The state also owes the hospital money that it says it is going to have a hard time repaying now that the valuable Cobble Hill real estate the 155-year-old institution sits on cannot be sold.

In her latest order, Demarest demanded that the state pay back the cash it borrowed from the Othmer Endowment Fund, the $140 million piggybank that the state spent most of, though the fund was meant to earn interest that would help the medical center run forever.

The state only has control of the hospital while doctors look for another operator, thanks to an earlier, bombshell ruling by Demarest that accused state officials of taking over with the intention of shutting the hospital down and selling off the valuable land it sits on.

Which is exactly how the state says it was planning to pay its debt. Demarest did not specify a deadline for the state to replenish the fund but, stripped of a potential $500-million-dollar payday from closing and selling the hospital, the state may plead poverty when the issue is pressed.

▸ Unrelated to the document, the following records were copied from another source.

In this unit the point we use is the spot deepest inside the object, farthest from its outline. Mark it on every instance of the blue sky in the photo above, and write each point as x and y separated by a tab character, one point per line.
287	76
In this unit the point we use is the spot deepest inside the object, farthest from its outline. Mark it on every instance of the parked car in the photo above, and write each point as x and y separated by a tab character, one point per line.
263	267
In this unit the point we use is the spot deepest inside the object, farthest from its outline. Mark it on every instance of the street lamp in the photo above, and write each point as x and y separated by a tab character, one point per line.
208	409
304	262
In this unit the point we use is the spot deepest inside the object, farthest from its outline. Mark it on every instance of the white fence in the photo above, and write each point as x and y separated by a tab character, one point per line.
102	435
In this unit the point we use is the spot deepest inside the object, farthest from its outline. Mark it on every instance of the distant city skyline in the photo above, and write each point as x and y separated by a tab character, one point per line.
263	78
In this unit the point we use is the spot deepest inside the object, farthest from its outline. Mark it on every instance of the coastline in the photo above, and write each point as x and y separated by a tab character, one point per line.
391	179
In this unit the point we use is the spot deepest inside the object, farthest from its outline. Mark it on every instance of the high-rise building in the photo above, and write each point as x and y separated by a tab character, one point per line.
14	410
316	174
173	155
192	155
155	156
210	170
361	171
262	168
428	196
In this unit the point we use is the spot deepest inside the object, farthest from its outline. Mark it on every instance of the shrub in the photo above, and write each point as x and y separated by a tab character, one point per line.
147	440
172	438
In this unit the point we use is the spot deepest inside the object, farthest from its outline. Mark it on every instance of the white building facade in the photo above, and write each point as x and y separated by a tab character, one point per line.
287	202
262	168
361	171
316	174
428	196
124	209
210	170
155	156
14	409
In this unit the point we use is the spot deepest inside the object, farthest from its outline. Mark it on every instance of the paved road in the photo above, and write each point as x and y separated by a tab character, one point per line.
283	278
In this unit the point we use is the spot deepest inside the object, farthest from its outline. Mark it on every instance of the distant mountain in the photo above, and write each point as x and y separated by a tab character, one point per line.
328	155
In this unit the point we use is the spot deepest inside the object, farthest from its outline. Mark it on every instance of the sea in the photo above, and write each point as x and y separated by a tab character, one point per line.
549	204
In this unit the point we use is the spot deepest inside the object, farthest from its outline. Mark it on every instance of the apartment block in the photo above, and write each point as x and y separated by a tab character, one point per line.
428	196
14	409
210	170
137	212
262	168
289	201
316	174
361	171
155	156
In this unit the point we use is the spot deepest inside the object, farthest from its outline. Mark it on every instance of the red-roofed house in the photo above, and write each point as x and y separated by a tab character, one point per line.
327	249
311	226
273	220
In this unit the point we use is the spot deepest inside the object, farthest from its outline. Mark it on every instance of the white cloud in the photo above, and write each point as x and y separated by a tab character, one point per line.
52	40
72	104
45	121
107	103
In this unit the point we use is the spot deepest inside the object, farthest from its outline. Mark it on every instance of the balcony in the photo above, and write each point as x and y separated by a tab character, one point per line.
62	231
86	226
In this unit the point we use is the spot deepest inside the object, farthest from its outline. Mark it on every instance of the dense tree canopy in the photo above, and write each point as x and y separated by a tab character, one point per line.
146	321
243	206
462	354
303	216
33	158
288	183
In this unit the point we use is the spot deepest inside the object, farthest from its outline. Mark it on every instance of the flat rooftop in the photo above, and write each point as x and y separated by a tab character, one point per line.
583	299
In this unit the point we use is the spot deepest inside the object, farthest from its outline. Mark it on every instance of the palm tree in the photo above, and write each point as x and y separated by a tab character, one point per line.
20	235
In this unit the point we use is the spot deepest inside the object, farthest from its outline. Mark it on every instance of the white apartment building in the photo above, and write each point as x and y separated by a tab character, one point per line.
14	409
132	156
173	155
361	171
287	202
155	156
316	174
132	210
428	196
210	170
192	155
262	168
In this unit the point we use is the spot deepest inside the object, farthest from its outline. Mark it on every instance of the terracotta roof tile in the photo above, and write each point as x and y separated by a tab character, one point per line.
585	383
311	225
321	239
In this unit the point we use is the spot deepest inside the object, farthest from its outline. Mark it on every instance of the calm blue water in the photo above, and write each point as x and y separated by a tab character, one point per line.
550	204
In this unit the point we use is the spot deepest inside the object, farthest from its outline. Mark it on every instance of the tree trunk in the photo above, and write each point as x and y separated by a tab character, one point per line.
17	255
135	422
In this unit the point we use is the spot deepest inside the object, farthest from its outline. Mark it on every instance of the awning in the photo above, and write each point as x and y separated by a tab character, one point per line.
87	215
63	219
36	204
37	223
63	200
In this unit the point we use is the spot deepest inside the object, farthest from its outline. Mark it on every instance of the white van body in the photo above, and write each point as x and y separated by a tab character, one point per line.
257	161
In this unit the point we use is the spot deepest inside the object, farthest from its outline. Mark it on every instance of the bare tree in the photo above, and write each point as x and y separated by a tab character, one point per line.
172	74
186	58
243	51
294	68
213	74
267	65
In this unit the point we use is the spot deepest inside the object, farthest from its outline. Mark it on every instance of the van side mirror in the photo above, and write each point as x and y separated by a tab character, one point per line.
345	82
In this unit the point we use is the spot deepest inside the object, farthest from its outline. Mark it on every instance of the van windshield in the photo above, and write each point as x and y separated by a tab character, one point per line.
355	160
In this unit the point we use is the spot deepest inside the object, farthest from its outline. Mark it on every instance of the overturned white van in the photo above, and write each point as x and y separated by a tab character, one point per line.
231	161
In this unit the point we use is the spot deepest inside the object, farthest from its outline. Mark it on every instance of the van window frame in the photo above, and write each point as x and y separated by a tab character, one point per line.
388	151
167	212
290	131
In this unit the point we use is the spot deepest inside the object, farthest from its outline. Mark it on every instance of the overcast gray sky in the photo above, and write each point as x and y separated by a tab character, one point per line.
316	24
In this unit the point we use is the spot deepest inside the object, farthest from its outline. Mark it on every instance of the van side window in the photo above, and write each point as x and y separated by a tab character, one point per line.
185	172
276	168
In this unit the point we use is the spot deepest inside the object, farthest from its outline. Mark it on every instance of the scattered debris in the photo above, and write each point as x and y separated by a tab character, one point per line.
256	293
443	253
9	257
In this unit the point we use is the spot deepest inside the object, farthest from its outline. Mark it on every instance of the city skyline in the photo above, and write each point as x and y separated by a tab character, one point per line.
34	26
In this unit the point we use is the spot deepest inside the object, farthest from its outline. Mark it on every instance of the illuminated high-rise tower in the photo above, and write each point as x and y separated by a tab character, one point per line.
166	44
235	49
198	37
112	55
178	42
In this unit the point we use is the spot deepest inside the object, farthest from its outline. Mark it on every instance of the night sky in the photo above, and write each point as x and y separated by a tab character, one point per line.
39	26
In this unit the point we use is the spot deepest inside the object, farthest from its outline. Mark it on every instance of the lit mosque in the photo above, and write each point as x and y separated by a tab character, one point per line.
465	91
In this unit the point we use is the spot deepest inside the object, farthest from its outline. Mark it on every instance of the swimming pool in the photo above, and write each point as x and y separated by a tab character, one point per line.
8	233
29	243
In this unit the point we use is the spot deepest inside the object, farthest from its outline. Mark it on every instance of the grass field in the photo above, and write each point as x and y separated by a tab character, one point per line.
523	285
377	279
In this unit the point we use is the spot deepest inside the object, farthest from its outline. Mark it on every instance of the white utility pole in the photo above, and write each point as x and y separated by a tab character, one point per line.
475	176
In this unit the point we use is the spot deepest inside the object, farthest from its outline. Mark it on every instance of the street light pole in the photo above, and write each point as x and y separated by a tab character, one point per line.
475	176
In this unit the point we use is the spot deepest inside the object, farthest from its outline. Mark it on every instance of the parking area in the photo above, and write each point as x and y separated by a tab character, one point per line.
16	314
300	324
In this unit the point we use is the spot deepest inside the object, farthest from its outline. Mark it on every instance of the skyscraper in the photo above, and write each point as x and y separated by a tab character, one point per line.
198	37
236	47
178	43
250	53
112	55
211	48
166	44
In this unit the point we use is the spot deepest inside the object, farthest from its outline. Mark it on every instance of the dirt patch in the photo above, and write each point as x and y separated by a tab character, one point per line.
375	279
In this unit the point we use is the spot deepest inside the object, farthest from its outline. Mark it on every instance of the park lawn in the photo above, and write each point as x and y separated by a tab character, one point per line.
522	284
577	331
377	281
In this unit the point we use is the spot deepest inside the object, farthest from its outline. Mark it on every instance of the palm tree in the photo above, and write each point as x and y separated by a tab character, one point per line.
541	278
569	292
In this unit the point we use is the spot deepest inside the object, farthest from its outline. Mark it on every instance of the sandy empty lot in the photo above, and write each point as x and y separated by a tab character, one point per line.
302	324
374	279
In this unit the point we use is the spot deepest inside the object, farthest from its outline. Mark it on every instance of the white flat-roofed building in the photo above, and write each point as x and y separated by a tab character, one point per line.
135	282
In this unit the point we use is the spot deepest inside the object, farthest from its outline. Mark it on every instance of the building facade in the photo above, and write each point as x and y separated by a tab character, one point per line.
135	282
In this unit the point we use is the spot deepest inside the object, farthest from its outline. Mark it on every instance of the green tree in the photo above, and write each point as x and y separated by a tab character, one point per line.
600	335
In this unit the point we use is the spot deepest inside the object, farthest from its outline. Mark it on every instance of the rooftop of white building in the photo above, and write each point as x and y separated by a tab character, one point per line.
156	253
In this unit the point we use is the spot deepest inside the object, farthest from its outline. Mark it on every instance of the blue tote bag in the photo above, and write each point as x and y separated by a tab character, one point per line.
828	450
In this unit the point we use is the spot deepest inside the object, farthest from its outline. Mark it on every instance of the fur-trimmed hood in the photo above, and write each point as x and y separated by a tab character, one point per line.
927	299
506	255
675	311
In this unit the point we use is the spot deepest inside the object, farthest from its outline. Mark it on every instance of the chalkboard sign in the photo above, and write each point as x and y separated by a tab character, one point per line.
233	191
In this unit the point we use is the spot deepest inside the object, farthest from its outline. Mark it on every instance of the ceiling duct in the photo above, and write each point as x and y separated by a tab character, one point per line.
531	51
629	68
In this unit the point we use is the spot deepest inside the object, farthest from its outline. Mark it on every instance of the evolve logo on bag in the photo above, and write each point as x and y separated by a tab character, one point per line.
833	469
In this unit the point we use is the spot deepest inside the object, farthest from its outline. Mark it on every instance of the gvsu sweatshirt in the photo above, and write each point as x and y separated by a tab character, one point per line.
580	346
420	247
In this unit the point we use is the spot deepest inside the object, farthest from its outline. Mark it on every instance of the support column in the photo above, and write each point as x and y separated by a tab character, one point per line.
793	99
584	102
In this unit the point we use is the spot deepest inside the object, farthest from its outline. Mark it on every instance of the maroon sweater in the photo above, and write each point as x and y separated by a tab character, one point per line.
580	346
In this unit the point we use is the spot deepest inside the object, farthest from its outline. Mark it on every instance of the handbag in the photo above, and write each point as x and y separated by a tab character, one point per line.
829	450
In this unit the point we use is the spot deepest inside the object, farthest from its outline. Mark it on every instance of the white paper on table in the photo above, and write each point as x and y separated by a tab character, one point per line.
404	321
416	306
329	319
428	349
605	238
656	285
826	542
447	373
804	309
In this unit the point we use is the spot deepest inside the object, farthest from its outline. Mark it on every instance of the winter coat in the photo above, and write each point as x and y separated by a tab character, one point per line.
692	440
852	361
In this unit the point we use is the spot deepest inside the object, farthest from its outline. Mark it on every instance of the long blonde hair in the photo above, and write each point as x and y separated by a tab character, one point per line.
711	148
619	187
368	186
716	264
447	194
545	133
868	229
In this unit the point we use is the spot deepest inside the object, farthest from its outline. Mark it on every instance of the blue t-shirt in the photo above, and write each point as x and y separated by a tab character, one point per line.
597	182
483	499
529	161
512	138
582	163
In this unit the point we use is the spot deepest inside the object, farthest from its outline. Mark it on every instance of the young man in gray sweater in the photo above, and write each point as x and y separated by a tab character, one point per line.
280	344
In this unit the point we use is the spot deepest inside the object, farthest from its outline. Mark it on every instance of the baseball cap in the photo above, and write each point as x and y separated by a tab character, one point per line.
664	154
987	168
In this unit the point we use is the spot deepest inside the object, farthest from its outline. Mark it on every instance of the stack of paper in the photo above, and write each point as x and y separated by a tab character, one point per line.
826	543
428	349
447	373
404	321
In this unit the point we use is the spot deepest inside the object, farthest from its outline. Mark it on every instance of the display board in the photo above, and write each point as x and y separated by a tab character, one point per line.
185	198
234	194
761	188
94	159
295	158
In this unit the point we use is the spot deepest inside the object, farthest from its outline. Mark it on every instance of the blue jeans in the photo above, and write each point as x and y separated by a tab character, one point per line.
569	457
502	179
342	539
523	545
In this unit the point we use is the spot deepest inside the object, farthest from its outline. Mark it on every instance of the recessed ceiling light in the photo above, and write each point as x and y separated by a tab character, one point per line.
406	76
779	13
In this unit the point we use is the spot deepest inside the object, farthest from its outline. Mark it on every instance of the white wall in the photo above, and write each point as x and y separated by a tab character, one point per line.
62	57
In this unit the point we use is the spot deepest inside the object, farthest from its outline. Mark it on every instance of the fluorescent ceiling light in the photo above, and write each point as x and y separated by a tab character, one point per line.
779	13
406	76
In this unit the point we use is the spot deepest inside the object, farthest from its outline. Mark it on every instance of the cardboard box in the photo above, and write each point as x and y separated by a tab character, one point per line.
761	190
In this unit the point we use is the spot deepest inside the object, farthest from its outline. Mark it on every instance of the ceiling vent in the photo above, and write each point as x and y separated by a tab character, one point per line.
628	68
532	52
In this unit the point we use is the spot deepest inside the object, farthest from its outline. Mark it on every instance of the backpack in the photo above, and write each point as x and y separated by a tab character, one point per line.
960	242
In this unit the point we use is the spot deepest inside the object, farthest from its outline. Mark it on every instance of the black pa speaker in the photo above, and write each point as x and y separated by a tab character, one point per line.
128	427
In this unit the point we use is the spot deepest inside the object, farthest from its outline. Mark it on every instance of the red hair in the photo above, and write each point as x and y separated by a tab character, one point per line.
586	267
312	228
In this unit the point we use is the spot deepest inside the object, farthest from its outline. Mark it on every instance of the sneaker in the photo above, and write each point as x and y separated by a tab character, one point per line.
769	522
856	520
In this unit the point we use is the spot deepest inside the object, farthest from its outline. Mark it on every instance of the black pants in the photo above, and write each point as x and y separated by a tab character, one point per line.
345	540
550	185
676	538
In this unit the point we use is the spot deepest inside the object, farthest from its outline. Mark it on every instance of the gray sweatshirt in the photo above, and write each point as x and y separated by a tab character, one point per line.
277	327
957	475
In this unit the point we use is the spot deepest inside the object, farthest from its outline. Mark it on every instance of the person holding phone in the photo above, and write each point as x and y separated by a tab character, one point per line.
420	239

The state first diverted ambulances from the hospital in June, which another judge ruled illegal. The state appealed that ruling and has kept the emergency room closed.

Hospital staffers fighting the closure have gotten a hand in recent months from public advocate and Democratic mayoral hopeful Bill DeBlasio. On Friday, DeBlasio filed a “motion to intervene” in the heated case, asking a judge to let community members have a say in who will next run the hospital and calling for a plan to protect medical records and other hospital property from potential exploitation or theft.